ConJur — Seria mais saudável, então, do ponto de vista da proteção das regras do jogo?
Sebastião Tojal — Isso. A gente não vai conseguir avançar na compreensão do que é um acordo de leniência, ou de qual seja sua conveniência, sem situá-lo num contexto. Todo mundo hoje está se permitindo falar sobre isso sem compreender, ou sem que se proponha a discussão sobre o ambiente em que os acordos foram inseridos. O ponto de partida é pensar que as relações entre a administração pública e seus administrados evoluíram muito nos últimos anos e têm sido orientadas pelo vetor da consensualidade. Cada vez mais a administração tem buscado mecanismos contratuais, mesmo no seu poder sancionatório, para orientar as relações entre o público e o privado.

ConJur — Não são, então, decisões isoladas, de fazer acordos por causa de uma investigação, ou da operação “lava jato”...

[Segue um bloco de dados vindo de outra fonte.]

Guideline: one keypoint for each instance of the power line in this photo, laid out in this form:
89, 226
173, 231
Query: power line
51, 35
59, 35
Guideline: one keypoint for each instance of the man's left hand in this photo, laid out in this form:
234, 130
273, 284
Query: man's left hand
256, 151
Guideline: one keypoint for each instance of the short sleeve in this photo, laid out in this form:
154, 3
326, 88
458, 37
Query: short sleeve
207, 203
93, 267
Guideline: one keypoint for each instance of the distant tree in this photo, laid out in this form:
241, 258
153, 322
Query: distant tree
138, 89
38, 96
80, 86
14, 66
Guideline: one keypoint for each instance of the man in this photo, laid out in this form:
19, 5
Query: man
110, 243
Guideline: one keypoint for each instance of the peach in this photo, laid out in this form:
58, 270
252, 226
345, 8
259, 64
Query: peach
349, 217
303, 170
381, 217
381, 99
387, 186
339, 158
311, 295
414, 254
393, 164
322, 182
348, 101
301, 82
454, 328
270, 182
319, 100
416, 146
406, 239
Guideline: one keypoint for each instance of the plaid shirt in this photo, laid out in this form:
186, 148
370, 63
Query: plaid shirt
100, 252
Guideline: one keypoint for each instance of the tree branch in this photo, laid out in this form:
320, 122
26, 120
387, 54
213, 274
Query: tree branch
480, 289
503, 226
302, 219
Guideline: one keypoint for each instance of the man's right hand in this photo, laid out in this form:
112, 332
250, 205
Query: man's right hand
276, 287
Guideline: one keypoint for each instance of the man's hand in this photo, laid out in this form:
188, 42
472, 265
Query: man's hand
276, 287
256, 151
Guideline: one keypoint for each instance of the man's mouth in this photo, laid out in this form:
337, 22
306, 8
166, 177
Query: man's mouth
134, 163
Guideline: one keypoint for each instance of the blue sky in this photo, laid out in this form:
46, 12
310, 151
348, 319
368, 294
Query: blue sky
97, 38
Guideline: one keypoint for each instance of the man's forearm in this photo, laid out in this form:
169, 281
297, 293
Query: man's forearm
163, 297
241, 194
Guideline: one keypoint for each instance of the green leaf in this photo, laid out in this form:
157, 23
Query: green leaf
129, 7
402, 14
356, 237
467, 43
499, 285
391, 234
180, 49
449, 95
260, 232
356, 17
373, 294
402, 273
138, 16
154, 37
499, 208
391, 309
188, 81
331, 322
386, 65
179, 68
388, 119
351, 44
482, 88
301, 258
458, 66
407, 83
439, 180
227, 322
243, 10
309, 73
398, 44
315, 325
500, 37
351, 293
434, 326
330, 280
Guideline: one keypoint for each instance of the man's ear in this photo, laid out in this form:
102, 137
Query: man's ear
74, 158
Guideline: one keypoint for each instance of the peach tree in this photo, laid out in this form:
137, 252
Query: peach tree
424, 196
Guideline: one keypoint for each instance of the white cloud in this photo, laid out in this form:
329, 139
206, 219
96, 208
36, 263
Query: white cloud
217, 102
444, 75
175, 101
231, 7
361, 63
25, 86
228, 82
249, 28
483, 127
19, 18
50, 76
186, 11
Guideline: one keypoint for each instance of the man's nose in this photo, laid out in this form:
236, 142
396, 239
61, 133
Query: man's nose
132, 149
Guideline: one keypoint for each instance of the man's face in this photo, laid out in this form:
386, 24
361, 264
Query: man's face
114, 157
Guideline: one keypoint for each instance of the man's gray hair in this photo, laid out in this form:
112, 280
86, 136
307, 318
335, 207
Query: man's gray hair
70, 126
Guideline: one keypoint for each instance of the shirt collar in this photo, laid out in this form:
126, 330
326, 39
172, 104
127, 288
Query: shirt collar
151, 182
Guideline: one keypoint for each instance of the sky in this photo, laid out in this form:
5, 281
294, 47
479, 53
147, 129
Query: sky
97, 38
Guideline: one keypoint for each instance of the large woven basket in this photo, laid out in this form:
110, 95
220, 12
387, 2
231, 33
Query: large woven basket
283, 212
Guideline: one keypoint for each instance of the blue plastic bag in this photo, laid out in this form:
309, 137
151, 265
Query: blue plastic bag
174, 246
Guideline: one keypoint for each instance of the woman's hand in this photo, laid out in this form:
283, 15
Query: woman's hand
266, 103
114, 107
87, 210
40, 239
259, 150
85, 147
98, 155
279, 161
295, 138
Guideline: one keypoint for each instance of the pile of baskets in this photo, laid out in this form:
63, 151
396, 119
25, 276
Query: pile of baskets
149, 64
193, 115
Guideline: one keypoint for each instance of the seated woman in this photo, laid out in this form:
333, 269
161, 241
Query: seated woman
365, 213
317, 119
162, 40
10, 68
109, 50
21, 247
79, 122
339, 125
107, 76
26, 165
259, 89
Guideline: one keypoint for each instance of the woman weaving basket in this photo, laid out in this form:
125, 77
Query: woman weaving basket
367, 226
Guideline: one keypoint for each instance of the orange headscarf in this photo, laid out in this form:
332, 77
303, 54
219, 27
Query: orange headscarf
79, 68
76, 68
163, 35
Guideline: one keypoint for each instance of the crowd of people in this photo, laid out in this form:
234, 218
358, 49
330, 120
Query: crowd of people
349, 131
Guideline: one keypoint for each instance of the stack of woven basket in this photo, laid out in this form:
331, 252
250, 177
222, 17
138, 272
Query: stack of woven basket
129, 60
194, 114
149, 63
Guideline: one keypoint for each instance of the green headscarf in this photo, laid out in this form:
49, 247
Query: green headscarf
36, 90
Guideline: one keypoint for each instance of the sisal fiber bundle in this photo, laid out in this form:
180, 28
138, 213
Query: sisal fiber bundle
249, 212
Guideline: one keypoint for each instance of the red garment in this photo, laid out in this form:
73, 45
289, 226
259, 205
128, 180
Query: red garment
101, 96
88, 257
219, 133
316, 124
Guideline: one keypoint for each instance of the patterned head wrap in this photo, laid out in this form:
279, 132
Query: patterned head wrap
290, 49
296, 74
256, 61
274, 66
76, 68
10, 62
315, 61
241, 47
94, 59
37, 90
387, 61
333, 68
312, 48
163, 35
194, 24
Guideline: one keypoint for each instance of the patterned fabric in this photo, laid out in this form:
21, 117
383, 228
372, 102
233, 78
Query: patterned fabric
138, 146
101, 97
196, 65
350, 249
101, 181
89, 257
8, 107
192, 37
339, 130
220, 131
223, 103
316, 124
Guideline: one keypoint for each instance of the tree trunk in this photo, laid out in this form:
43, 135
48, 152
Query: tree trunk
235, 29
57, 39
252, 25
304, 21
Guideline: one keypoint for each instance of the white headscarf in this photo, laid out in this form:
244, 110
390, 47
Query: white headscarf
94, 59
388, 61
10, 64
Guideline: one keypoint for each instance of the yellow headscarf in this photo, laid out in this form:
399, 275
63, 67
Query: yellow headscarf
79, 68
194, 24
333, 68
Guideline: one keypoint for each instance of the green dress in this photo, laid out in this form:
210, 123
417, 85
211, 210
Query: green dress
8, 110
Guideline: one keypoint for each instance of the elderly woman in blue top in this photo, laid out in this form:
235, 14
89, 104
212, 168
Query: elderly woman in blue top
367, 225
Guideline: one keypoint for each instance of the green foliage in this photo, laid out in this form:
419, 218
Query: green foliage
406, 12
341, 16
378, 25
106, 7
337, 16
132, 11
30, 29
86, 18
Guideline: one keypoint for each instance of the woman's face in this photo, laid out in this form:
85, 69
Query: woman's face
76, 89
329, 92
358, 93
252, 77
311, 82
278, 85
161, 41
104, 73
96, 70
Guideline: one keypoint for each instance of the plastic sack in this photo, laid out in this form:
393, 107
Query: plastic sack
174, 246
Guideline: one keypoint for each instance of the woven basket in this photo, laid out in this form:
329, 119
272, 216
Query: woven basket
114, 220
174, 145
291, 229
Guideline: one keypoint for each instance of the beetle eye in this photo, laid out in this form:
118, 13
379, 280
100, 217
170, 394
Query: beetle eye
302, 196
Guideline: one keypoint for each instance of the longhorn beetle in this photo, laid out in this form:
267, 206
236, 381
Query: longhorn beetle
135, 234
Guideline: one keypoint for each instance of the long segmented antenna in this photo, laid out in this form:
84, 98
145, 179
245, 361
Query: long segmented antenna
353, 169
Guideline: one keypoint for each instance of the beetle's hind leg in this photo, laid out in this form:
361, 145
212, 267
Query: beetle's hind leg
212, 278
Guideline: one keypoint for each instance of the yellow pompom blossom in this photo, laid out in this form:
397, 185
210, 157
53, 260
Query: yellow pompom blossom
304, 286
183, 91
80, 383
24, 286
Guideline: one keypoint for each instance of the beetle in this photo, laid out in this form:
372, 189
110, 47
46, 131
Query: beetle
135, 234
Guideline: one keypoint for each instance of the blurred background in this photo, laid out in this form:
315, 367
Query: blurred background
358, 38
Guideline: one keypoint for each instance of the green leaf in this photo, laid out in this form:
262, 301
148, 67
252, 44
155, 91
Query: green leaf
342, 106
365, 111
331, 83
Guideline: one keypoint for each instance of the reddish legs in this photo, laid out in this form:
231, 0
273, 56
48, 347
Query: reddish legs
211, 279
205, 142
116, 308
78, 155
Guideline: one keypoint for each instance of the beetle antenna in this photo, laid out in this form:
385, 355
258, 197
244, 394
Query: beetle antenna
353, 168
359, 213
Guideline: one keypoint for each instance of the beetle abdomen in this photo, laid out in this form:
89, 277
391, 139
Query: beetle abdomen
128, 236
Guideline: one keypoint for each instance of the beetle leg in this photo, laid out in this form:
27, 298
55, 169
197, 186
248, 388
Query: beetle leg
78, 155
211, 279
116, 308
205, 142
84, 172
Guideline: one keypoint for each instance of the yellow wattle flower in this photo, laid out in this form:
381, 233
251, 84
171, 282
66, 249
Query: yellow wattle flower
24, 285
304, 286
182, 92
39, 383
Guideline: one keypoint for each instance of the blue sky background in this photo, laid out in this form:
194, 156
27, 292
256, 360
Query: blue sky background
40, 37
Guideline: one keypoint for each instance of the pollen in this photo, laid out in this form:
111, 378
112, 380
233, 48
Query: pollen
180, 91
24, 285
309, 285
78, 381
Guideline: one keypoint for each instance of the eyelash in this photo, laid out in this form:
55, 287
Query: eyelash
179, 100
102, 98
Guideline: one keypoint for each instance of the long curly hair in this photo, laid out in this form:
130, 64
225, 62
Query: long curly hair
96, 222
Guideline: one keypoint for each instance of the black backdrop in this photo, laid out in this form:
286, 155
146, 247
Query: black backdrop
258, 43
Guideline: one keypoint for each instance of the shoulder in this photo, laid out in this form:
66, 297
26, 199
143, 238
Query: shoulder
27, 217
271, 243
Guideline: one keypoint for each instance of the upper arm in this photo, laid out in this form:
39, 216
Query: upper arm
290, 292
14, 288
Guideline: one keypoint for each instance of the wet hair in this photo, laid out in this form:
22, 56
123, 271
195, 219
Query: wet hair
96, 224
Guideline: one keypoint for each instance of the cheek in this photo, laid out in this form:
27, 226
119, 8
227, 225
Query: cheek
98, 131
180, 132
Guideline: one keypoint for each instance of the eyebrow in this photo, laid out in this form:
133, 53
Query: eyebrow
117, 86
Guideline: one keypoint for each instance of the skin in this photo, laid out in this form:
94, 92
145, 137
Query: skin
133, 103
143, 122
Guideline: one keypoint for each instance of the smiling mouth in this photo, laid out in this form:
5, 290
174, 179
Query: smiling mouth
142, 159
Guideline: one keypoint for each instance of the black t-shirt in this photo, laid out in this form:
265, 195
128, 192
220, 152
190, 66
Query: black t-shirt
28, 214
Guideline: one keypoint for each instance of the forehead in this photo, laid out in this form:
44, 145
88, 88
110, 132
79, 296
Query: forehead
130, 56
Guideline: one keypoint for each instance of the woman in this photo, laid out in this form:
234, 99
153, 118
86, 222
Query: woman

Sebastião Tojal — Não, de maneira nenhuma. E não são questões meramente importadas do estrangeiro e aplicadas aqui sem a devida ambientação. Muito pelo contrário. Há muito tempo a gente vem experimentando formas consensuais de interação entre público e privado, em que a punição exija também algum tipo de compromisso por parte da empresa.

Fonte: Revista Consultor Jurídico, em 30.07.2017.